C2005/F2401 '09  -- Key to Recitation Problems #3

    1. A. Hint: What sorts of bonds are broken by urea and/or mercaptoethanol? What does it take to break the connections between the subunits?                        

            A.  Answer: Both. Since it takes both urea and mercaptoethanol to separate the protein into subunits, both weak bonds and S-S bonds must connect the subunits. One possible structure for the native (normal) protein is shown at:

http://www.columbia.edu/cu/biology/courses/c2005/images/picture-rp3-08.jpg

            B. Hint: What property (or properties) do the subunits have in common? What could be different? Consider the implications of the methods that have already been tried. 

            B. Answer: Column chromatography is the only method listed that is likely to work. The info given implies that the charge, molecular weight and shape of the subunits* must be the same. This follows since they act the same on starch gel electrophoresis, SDS gels and in the ultracentrifuge*, respectively. The subunits therefore should not be separable by gel electrophoresis of any kind or gel filtration. The subunits could have the same charge, molecular weight and shape and still differ in polarity and therefore solubility. So they could be separable by chromatography. It would have to be on a column since macromolecules move very slowly on paper.

            *Since you did the ultracentrifugation on refolded subunits, the shapes must be the same. (You know the subunits have the same molecular weight from the SDS gel electrophoresis.) If you did the ultracentrifugation while the subunits were denatured, you wouldn't know if their shapes (when native) were the same or not. However, since you kept the protein in dilute solution and removed the mercaptoethanol and urea, the subunits could refold, but not reaggregate.
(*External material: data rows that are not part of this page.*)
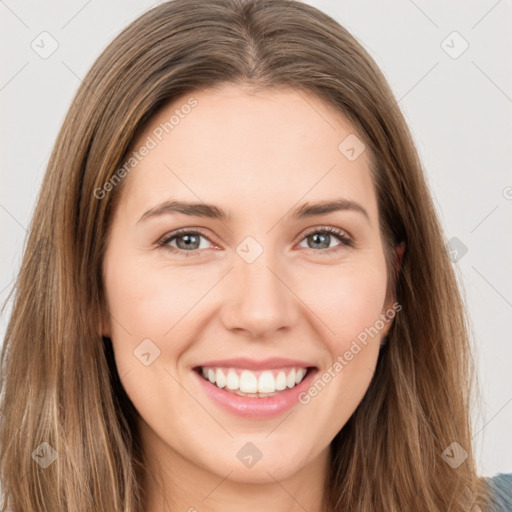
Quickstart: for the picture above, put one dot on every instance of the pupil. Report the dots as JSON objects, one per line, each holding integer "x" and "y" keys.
{"x": 318, "y": 235}
{"x": 188, "y": 240}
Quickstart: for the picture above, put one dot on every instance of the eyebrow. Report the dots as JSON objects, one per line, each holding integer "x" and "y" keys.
{"x": 214, "y": 212}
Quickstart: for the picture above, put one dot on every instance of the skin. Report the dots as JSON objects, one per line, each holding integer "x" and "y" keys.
{"x": 258, "y": 156}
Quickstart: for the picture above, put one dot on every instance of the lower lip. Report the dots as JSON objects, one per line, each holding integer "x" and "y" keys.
{"x": 252, "y": 407}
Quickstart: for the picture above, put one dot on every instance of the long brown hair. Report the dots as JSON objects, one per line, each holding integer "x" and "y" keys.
{"x": 59, "y": 382}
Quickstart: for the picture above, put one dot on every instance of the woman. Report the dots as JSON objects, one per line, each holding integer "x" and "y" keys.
{"x": 178, "y": 340}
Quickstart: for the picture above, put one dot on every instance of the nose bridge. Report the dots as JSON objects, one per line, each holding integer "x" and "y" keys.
{"x": 260, "y": 301}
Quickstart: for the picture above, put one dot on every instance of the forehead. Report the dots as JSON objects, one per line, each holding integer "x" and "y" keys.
{"x": 242, "y": 149}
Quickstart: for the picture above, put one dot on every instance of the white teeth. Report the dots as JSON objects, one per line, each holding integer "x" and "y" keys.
{"x": 290, "y": 379}
{"x": 232, "y": 380}
{"x": 300, "y": 375}
{"x": 248, "y": 382}
{"x": 266, "y": 383}
{"x": 220, "y": 380}
{"x": 281, "y": 381}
            C-1 & C-2. Answer:
C-1. There are 8 subunits in the native molecule. (144,000 mol. wt total /18,000 mol. wt per subunit = 8 subunits.)
C-2. Each subunit has 6 SH groups, so there must be 6 cysteines.
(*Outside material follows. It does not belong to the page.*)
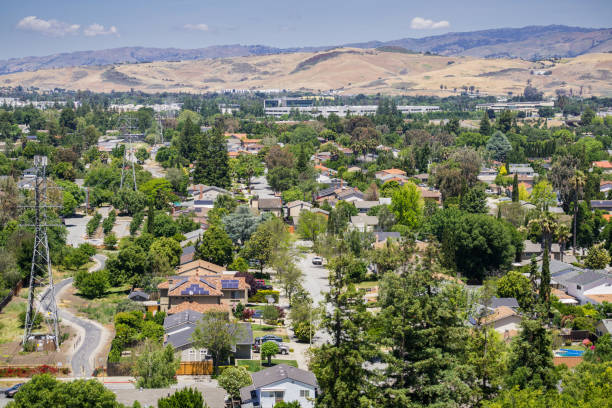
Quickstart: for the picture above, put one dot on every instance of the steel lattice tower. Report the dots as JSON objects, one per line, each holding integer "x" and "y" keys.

            Hints for C-3 & C-4: How many SH groups total in the native enzyme? How many are in S-S bonds? How many S-S bonds must (or must not) connect subunits? The best way to solve this problem is to try and draw a structure that fits the data. Use the information given to try and figure out a plausible structure, draw a picture, and then alter the picture as needed until it fits.
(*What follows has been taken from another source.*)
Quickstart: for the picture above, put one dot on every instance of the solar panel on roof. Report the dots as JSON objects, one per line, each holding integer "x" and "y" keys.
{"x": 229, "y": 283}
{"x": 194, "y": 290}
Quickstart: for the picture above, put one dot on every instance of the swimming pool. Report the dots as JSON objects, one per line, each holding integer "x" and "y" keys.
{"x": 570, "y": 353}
C-3 & C-4. Answer: There are 16 S-S bonds per native molecule and one S-S bond within each polypeptide. In each native molecule, there are 8 S-S bonds within chains and 8 S-S bonds between chains.  Each subunit or chain has 2 SH groups that are not linked up in S-S bonds, 2 SH groups linked to each other to form an intrachain S-S bond and 2 SH groups linked to the subunits on either side. The gentle mercaptoethanol breaks the S-S bonds between chains but not the S-S bonds within chains. The S-S bonds within the chains are relatively resistant to breaking by mercaptoethanol because they are buried inside the protein. The S-S bonds between the chains are sensitive to breakage because they are exposed on the surface of the protein.


 

      

2. A. Hint: Which amino acids have negatively charged side chains?

    B. Hints:
        1) Do all the sub-peptides have the same net charge at pH 7? How does this help identify any of the spots?
        2) Which spot has the highest Rf? Is the most hydrophobic?

        Answers to A & B.

gln-lys-ser-thr-glu-|| val-ile-phe-pro-glu- || arg-phe-leu-val-glu

              A                                B                                 C

Explanation: On the fingerprint, A is low middle (no net charge; didn't migrate very far -- lowest Rf), B is highest & right of center (net negative charge, and migrated farthest -- highest Rf); C is not as high, middle (no net charge, migrated an intermediate distance -- intermediate Rf. ) . Chromatography is usually done with a hydrophobic mobile phase, so highest Rf corresponds to most hydrophobic sub-peptide. In this case, the mobile phase must be hydrophobic (even if you didn't know in advance) because sub-peptide B, which is the most hydrophobic, migrates the farthest during chromatography. You know the top spot is B, because only B has a net charge at pH 7. 

    C. Hint: Diagram out what is being done here. Are you doing one fingerprint or two? What results will you get from the procedures described?

    C. Answer: Yes. You would do two fingerprints -- one after treating a sample of the peptide with enzyme A, and one after treating a sample of the peptide with trypsin instead of enzyme A. You would then sequence each sub-peptide. You could deduce the sequence of the original peptide -- the order of the enzyme A sub-peptides -- by noting the overlap between the sub-peptides produced by the two different enzymes.